About 300 Sonoma County government retirees -- many angry that their health costs may increase -- filled a hall at the Santa Rosa Veterans Memorial Building for three hours Friday to hear plans that would result in many paying bigger portions of their benefits.

The informational meeting sets up an Aug. 19 showdown before county supervisors, who will decide whether to adopt the administration's proposed restructuring of health benefits. Those changes would affect 2,400 retired workers beginning next June. The changes also mirror, to a great extent, the county administration's proposals to its 4,200 current workers, including those in unions, nonunion staff and managers.
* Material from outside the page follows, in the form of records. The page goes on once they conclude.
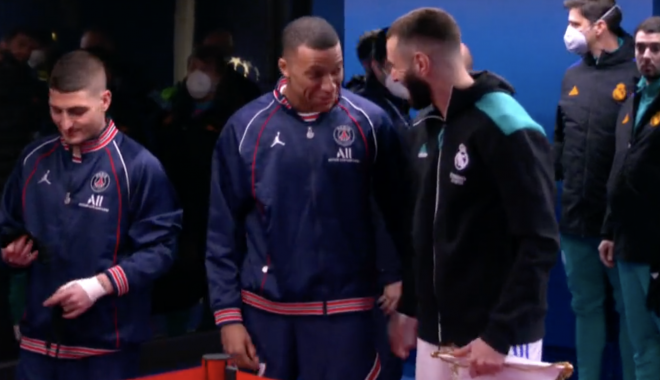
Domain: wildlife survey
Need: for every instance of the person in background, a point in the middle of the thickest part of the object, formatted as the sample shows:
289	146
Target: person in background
468	61
293	265
392	98
379	87
131	102
23	111
90	216
592	93
222	40
493	205
97	38
364	48
630	229
185	136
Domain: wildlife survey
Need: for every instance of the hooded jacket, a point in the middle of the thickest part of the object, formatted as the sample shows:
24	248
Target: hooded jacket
592	93
485	232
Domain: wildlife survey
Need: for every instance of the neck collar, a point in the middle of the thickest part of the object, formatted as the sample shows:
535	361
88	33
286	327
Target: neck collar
93	145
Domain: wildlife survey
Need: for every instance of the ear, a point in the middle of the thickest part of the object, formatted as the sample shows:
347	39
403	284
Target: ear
284	67
601	27
374	66
422	63
106	100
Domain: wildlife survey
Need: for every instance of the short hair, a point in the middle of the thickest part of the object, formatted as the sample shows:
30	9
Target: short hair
594	10
651	25
76	71
365	45
427	24
313	32
379	51
211	55
467	57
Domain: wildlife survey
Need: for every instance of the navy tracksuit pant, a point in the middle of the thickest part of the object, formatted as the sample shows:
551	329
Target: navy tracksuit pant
116	366
325	347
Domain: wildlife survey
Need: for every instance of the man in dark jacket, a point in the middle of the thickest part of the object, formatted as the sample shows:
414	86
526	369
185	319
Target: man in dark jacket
379	87
485	196
592	92
364	47
185	136
633	218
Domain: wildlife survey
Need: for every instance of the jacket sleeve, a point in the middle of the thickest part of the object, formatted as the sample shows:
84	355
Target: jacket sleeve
11	213
11	210
394	197
521	163
229	194
155	222
558	144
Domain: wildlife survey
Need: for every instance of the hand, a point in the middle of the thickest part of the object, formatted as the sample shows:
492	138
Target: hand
483	359
402	330
389	301
606	251
237	343
19	253
76	297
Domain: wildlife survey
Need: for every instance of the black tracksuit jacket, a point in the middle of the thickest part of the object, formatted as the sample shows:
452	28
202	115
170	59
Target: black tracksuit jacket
485	231
592	93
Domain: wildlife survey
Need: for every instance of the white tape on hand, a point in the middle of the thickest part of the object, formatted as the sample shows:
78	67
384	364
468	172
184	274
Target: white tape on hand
92	286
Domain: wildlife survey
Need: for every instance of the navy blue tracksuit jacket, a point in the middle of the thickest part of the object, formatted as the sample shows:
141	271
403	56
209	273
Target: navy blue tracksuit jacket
105	207
290	222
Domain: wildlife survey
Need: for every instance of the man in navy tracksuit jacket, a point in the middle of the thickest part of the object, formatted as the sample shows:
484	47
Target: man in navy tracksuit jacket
92	218
292	260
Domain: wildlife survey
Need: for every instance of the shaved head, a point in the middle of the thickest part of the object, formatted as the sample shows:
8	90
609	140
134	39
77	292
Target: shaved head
467	57
312	32
78	71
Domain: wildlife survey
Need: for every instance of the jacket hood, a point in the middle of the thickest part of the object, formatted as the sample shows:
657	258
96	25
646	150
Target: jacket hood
625	53
484	83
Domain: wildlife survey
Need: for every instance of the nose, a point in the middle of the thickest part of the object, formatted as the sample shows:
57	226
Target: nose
65	123
395	75
647	53
328	84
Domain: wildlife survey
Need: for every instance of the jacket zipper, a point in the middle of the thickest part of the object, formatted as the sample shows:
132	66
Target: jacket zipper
435	217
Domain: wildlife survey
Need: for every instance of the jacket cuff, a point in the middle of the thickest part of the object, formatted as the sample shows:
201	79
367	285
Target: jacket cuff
387	278
118	280
228	316
497	338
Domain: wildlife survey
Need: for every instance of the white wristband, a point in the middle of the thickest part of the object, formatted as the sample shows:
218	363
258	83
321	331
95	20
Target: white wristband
92	286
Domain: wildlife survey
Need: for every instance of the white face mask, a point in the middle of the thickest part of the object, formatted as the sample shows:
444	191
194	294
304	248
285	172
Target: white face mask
37	58
198	84
575	41
396	88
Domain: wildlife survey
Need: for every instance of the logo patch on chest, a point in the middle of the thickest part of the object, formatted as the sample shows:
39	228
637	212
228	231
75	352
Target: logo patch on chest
344	137
100	182
95	202
461	160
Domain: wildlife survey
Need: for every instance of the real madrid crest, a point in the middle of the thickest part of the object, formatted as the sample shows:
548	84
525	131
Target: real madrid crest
655	120
100	182
344	135
620	93
461	160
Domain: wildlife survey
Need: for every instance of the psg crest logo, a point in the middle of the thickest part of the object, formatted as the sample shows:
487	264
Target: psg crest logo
461	160
344	135
100	182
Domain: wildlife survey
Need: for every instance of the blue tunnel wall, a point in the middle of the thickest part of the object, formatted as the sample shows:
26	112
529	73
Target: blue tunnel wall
520	40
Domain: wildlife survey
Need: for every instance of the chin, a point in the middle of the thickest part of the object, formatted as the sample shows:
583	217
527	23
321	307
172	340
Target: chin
73	140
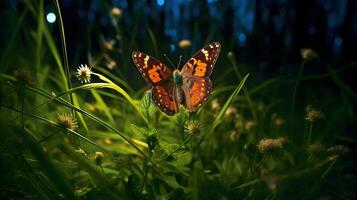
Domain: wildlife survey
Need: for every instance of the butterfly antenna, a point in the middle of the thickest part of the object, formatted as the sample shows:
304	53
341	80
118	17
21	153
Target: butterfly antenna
179	62
169	60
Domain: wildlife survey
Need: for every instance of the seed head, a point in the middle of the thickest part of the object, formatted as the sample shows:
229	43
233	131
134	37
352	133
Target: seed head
249	125
316	148
184	44
215	106
308	54
312	114
98	157
231	111
268	144
67	121
84	73
279	121
192	127
338	150
81	151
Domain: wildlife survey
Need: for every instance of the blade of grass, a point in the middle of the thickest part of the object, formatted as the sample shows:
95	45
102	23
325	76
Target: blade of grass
99	121
153	40
219	116
103	105
245	90
59	126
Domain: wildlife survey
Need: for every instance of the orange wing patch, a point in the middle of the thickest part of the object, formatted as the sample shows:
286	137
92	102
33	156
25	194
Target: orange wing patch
196	92
201	69
154	75
164	99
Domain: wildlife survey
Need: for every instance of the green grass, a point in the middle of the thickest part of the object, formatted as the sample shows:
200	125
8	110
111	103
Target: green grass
252	140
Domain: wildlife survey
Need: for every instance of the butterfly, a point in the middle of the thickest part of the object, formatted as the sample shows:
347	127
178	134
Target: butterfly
190	87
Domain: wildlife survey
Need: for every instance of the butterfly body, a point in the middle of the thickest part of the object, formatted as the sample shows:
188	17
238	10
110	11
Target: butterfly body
189	87
176	77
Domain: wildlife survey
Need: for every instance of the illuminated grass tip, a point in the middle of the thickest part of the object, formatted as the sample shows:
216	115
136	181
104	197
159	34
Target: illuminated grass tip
84	73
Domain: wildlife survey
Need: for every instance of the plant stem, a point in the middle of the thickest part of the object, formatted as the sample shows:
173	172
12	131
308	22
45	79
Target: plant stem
64	51
292	110
309	135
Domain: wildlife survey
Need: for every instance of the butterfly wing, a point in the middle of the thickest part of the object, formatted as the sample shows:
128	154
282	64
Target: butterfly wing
196	91
164	97
196	83
153	71
202	62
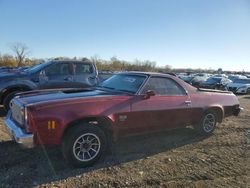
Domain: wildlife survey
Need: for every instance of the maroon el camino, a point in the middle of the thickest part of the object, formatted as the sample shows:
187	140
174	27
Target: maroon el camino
84	121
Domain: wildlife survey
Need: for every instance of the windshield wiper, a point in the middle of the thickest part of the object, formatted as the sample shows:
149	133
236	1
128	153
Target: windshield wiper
106	87
126	91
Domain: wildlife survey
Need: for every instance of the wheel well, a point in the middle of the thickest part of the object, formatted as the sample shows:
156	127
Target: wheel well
218	111
12	89
101	122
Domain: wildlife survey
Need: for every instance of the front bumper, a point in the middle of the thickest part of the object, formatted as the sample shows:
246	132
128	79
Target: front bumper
16	133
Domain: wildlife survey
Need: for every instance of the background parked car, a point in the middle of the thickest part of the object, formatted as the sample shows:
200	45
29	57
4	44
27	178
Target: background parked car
235	76
195	79
48	75
240	86
215	83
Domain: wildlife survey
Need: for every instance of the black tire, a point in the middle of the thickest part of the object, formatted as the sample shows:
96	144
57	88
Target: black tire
7	99
76	148
208	123
248	91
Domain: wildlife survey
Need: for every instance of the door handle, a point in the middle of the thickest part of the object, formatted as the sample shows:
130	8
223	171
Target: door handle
68	78
188	103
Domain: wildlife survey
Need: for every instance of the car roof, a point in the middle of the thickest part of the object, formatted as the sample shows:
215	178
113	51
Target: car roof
148	73
72	61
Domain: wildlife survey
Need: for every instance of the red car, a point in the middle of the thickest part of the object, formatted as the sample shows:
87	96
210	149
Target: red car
84	121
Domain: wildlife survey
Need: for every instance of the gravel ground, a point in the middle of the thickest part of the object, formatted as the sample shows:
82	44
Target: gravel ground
178	158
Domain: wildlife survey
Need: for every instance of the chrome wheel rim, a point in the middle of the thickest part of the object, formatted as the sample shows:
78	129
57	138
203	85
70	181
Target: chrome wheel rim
209	123
86	147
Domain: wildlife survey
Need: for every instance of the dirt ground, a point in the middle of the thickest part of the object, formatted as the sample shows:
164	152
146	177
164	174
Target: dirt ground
177	158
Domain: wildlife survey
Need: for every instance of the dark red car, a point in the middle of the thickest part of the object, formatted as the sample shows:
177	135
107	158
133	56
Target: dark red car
83	121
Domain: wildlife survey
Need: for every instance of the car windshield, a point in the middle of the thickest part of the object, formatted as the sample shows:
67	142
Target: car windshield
242	81
213	80
124	82
37	67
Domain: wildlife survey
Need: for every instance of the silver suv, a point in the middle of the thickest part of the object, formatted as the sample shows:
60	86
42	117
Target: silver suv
48	75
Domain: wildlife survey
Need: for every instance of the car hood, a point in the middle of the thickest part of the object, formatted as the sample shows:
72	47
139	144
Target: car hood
40	96
237	85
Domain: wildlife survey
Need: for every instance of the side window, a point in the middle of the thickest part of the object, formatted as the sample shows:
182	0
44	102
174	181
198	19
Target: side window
58	69
163	86
83	68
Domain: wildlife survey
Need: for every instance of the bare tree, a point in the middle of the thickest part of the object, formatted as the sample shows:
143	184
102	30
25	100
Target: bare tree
21	52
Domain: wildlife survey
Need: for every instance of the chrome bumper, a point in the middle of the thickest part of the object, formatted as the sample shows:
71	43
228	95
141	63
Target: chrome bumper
17	134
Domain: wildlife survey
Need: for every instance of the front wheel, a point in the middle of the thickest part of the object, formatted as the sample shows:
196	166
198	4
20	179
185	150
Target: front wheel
208	123
248	91
84	145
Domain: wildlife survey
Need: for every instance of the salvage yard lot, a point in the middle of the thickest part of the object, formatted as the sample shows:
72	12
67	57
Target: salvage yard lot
178	158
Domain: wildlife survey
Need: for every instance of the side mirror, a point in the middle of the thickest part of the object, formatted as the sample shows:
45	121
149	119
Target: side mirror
148	94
Administrators attempting to explain the proposed changes were interrupted several times by former workers who shouted that those proposals were unfair and amounted to the county reneging on promises of future health care.

Jim Andersen, assistant county administrator, told the assembly that supervisors want to preserve health care for retirees, but will be forced to cut back the county's contribution because mounting costs threaten basic services.

"At some point, it is going to collapse, and all future boards will have to look to pare that away," Andersen said. "We recognize that there were expectations."

"No. Promises. Not expectations," several in the audience shouted.

The county is putting about $20 million annually into health plan premium costs for retirees and employees, an amount about $17 million short of what's needed. The gap over 30 years is expected to grow to $414 million, according to an analysis performed by a company under county contract.

Currently, the county pays 85 percent of a retiree's health plan premium. Administrators propose to phase in over five years a system that abandons percentage payments on retiree health premiums in favor of paying a flat $500 a month.

Ron Piorek, a retired deputy county administrator, called the change in direction a "betrayal of trust" because thousands of county employees had accepted what they viewed as low salary increases in exchange for commitments to health care during retirement.

"It is a matter of will and policy that they (supervisors) do not reduce that liability," said Piorek, who presented an alternative plan that establishes a trust fund to cover the growing liability.